# Summer Time Bass Baits



## Truckmechanic (Jun 17, 2015)

What's your summer time "go to" bass baits?

I have always trusted a Lucky Craft Sammy and 3" Yum Dingers, sadly they are no longer made in 3".


----------



## Jim (Jun 17, 2015)

7 inch berkley power worm red shad, and any type of stick bait wacky rigged.


----------



## onthewater102 (Jun 18, 2015)

I have 6 rods ready to go each trip usually with the following: wacky rigged senko, buzzbait, suspending jerkbait (yes I know - usually an early spring/late fall lure but I hammer big fish cruising submerged weed flats all summer with it), mojo rig, dropshot, jig (1/2oz+/-)
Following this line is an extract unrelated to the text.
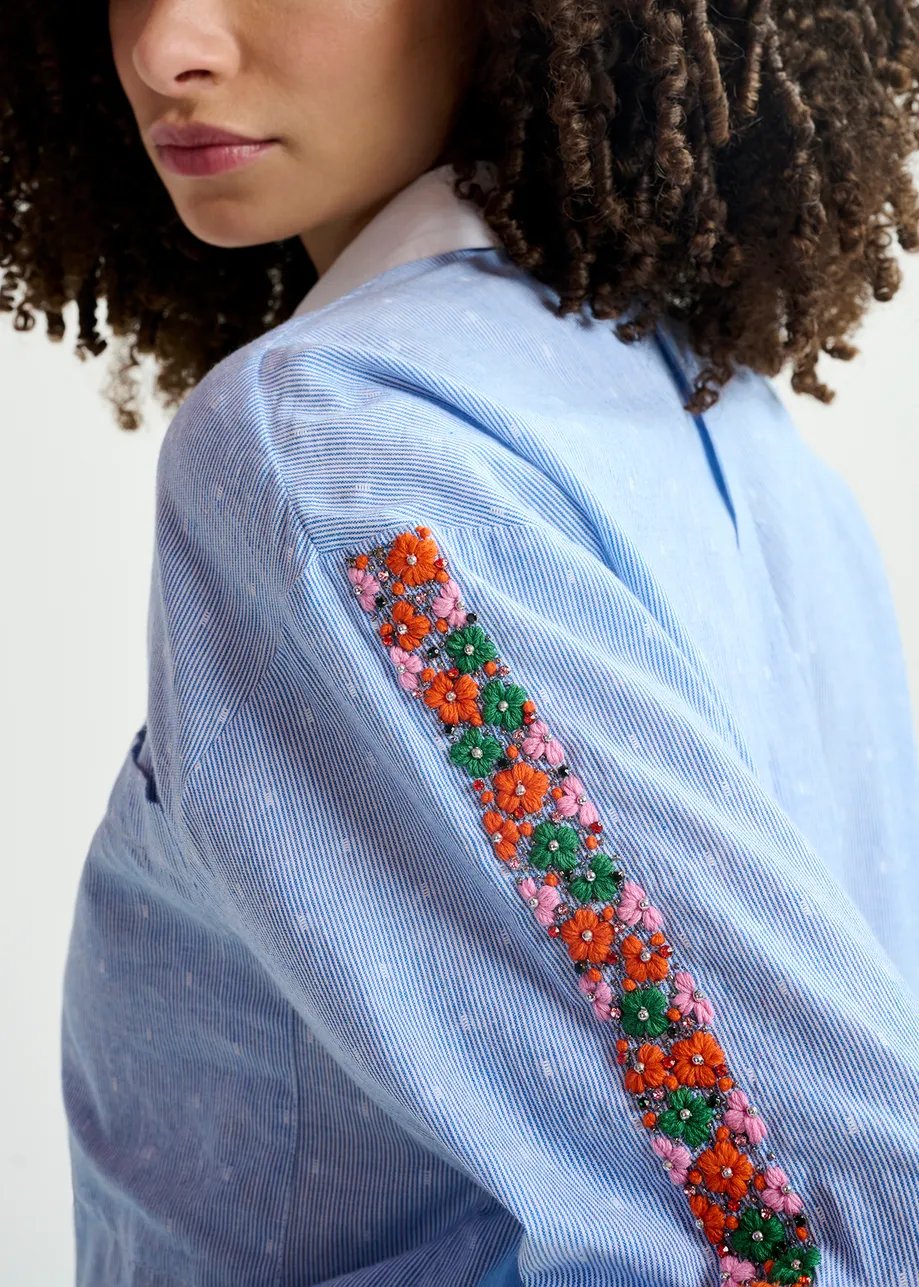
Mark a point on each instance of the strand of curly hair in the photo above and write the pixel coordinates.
(743, 169)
I'll play with colors, mix square bills, lipless or other cranks in place of the jerkbait depending on the conditions. If they really are tight to the bottom in deep water I'll switch the mojo for a classic Texas or Carolina rig. I keep the jig matched to the primary forage size, so if I see lots of juvenile bluegill, or if I'm fishing a crayfish lake I'll change up the colors some and downsize.


----------



## BTB (Jun 18, 2015)

I fish Southern Illinois. Usually a Texas rigged Brush Hog in pumpkin with a 1/4 oz sliding bullet weight. White or chartruese spinnerbait and buzzbait. Lipless crankbait if varying colors. Squarebill crankbait (4'-6' depth)_in varying colors.


----------



## poolie (Jun 18, 2015)

When it comes down to it, a bag of Zoom Speed worms (or similar) in watermelon, Texas rigged and a box of either football head or swim jigs with NetBait Paca Chunk trailer will get me through pretty much anything.


----------



## SMDave (Jul 24, 2015)

Loooooove throwing topwaters in the summer -- specifically, black buzzbaits. I've found that throwing them in lower light conditions (before dusk, after dawn) have yielded the best results for me, but I won't hesitate to throw one at high noon either (although you'll find that to be quite an unpopular opinion among most other anglers). Haven't used any other buzzbait than the 3/8 oz. black skirt/red blade Cavitron buzzbait for a while now... unmatched in squeak/sound, bubble trail/turbulence, and lift, aka minimum speed needed to maintain its position on the surface and to keep the blades churning.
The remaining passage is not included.